Leadership as a State of Mind: An Approach to Attracting and Retaining the Best and the Brightest
by Barbara Benjamin
Attracting and retaining the best and the brightest has become a challenge for all organizations in a post-industrial economy. Before the mid-eighties, organizations were able to offer guarantees of employment and retirement benefits that would last for the lifetime of an employee. These guarantees offered an extrinsic incentive to outstanding personnel and, in turn, personnel were satisfied to continue to work for one organization throughout their professional career. Today, technological advances and globalization have redefined the structure and sustainability of every organization, and most are no longer in a position to offer guarantees of any kind. Without these guarantees in place, what can organizations now offer to attract and retain their best personnel? Surveys, such as the one conducted by the Council for Excellence in Government, conclude that today’s workforce wants “opportunities for training and professional development, with recognition for creativity and performance and a work environment that uses state-of-the art information and communications technology” (http://www2.excelgov.org/index.php?keyword=a432c0e21039a7).
Recognizing that organizations can no longer offer the guarantees of the past, today’s best and brightest are more concerned with their personal development than with perks and more committed to lifelong learning and growth than to retirement pensions and health benefits.
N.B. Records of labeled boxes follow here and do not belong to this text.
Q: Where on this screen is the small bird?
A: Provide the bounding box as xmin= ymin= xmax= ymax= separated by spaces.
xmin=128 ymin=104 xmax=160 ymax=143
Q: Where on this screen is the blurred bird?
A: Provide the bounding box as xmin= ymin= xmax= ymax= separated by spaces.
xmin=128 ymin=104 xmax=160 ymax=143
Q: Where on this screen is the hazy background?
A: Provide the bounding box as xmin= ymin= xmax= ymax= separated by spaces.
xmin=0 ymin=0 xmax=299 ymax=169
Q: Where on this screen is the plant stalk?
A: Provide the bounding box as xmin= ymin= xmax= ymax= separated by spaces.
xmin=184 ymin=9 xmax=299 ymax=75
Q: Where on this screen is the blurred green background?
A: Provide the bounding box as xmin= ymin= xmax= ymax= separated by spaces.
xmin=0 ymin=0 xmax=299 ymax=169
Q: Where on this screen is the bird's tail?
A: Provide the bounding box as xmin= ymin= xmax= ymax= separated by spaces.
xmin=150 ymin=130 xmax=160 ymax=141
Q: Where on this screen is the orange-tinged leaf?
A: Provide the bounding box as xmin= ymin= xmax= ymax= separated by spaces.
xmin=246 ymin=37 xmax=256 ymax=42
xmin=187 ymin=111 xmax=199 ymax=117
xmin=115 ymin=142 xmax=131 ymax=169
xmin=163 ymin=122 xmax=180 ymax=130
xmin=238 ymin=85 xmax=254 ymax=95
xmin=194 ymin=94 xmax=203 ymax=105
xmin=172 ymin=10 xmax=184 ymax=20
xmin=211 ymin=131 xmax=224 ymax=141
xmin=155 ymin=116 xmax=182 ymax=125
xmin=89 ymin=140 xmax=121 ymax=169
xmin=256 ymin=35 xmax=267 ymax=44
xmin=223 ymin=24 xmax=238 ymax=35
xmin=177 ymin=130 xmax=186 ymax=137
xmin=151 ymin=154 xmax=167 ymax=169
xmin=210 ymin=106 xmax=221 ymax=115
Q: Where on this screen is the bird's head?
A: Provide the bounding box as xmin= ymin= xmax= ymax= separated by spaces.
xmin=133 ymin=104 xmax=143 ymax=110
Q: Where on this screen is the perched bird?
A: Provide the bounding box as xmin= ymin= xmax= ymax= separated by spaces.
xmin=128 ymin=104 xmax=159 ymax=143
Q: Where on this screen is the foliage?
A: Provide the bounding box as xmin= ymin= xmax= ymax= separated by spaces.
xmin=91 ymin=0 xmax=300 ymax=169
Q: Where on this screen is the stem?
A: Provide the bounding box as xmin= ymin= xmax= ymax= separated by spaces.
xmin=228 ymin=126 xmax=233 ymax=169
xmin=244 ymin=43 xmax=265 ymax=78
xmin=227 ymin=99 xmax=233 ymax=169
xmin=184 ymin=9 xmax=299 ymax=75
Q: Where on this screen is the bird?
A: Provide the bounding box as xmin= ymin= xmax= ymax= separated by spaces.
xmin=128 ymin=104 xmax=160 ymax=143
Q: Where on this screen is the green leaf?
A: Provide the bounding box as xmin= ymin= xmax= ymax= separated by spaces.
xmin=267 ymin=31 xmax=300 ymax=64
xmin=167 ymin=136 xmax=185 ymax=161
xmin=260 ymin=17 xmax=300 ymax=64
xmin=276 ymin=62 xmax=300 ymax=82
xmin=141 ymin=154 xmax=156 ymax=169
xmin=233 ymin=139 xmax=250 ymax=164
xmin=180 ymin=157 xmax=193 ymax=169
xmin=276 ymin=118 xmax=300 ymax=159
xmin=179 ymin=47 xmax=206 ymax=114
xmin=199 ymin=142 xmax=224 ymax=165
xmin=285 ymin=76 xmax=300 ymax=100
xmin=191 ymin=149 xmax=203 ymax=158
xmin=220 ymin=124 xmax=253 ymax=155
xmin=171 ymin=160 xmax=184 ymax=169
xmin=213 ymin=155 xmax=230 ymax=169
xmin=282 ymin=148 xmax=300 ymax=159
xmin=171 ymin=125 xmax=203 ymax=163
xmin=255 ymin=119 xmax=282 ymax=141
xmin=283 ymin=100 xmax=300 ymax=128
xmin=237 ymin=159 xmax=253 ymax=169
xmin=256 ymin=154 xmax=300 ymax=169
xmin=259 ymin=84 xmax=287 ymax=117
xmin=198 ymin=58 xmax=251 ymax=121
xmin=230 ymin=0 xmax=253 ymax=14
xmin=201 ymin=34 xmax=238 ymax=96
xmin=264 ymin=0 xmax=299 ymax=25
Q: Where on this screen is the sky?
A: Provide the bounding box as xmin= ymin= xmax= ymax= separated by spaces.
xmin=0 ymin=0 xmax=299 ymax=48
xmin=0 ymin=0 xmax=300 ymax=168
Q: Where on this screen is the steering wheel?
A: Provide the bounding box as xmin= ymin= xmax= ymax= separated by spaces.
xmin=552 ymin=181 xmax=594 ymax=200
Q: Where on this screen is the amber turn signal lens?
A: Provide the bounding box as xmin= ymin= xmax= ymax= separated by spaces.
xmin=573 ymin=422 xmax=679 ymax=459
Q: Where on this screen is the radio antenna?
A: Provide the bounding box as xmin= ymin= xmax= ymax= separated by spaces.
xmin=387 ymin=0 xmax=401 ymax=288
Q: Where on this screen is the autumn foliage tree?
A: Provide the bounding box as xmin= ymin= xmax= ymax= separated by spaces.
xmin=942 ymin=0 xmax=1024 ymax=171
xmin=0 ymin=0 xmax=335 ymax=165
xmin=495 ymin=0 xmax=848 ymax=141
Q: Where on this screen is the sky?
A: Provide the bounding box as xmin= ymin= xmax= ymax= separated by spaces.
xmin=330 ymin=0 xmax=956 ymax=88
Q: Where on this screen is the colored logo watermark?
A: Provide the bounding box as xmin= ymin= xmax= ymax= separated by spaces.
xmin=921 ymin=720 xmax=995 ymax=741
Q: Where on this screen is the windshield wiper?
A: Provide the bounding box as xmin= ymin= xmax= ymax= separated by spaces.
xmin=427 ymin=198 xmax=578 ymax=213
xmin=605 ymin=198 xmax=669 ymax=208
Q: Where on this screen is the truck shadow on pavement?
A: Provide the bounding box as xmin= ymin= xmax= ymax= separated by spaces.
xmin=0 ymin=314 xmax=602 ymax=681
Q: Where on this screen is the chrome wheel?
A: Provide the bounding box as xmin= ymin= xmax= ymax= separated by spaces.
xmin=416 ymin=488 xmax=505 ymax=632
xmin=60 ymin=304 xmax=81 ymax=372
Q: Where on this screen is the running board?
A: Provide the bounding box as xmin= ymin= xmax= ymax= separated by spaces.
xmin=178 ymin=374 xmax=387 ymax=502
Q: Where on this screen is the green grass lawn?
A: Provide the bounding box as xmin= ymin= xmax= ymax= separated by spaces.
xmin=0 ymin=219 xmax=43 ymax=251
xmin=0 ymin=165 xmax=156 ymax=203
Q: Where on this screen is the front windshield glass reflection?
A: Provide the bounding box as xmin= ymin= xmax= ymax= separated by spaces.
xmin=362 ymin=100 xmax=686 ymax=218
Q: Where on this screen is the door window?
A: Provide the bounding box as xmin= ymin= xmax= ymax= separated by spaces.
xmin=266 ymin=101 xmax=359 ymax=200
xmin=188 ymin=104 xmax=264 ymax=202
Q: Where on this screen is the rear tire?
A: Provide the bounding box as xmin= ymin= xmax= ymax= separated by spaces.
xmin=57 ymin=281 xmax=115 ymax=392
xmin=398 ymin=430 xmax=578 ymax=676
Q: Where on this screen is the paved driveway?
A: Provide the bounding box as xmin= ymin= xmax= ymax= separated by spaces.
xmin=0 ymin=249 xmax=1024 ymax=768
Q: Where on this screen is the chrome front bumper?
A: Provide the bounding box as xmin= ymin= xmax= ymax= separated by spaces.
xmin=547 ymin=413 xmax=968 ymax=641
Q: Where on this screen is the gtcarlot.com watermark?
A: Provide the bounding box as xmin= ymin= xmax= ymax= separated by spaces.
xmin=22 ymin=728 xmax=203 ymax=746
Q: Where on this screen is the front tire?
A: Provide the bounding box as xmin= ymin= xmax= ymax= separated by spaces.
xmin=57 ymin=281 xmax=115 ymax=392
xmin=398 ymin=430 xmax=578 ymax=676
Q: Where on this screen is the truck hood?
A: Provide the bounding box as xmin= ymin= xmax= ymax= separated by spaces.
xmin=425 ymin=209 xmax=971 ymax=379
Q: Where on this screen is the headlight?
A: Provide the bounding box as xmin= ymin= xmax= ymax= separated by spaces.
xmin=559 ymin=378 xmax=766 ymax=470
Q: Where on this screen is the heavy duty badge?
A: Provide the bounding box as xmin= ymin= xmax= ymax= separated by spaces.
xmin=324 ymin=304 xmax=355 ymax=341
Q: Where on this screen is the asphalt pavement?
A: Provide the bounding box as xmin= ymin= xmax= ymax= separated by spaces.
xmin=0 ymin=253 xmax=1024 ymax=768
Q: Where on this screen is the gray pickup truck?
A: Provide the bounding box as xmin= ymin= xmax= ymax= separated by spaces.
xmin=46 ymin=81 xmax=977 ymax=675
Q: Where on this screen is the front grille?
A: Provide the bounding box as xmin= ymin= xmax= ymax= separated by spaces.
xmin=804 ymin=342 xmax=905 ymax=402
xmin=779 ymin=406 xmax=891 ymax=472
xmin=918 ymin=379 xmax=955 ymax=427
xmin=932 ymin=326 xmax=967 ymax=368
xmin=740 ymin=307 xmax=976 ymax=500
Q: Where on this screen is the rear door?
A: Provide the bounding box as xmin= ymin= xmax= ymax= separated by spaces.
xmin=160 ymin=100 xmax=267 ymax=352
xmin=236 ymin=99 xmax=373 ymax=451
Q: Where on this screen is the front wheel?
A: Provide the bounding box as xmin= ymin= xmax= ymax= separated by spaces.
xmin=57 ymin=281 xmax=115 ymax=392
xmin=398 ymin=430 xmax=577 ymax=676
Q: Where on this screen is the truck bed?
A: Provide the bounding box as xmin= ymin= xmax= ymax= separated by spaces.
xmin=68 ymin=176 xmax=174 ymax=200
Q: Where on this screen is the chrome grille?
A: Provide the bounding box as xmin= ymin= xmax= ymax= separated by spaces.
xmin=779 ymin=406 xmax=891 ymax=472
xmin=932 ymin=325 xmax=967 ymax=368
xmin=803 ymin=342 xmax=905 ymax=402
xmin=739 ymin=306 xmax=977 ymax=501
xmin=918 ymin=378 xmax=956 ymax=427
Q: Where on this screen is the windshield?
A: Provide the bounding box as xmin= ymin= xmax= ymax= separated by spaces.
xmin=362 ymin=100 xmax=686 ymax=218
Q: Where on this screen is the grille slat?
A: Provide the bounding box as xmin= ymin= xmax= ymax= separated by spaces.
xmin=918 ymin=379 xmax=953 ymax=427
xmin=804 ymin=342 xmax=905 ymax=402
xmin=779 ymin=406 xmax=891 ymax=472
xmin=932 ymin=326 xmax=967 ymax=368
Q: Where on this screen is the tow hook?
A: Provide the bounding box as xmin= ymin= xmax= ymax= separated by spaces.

Consequently, in order to attract and retain today’s best and brightest, leaders will have to develop a new state of mind, one that serves the needs of their internal customers. They will have to rethink their hierarchical control and command leadership models and retrain their managers to focus on helping their direct reports to realize their highest professional potential. Leaders will have to become facilitators of their employees’ professional development, including their pride in achievement, ownership of performance and sense of purpose; leaders will have to begin to trust and empower their direct reports to take on new responsibilities; and leaders will have to provide the tools needed to fulfill those responsibilities.
The US Armed Forces were among the first organizations in post-Industrial Western society to recognize the need to redefine leadership in order to attract and retain outstanding personnel. Driven by the shift in strategic approaches to waging war, from the use of field-trained manpower to the use of sophisticated technologies, the US Armed Forces recognized that education was now a key to a well-prepared military force. The shift from linear warfare strategies to ad hoc strategies was an additional impetus to recognizing the need to change the hierarchical model of leadership. A third driver of change was the diminishing enlisting and retention of manpower over the past ten years. In response to these challenges, the US Armed Forces began retraining their leadership years before the major corporations recognized the need to make this shift.
Today, in order to remain competitive in a global economy, corporations are also recognizing that they must attract and retain outstanding personnel; and to do this, they too are moving from control and command hierarchical leadership to a leadership state of mind that seeks to serve the organization’s internal customers.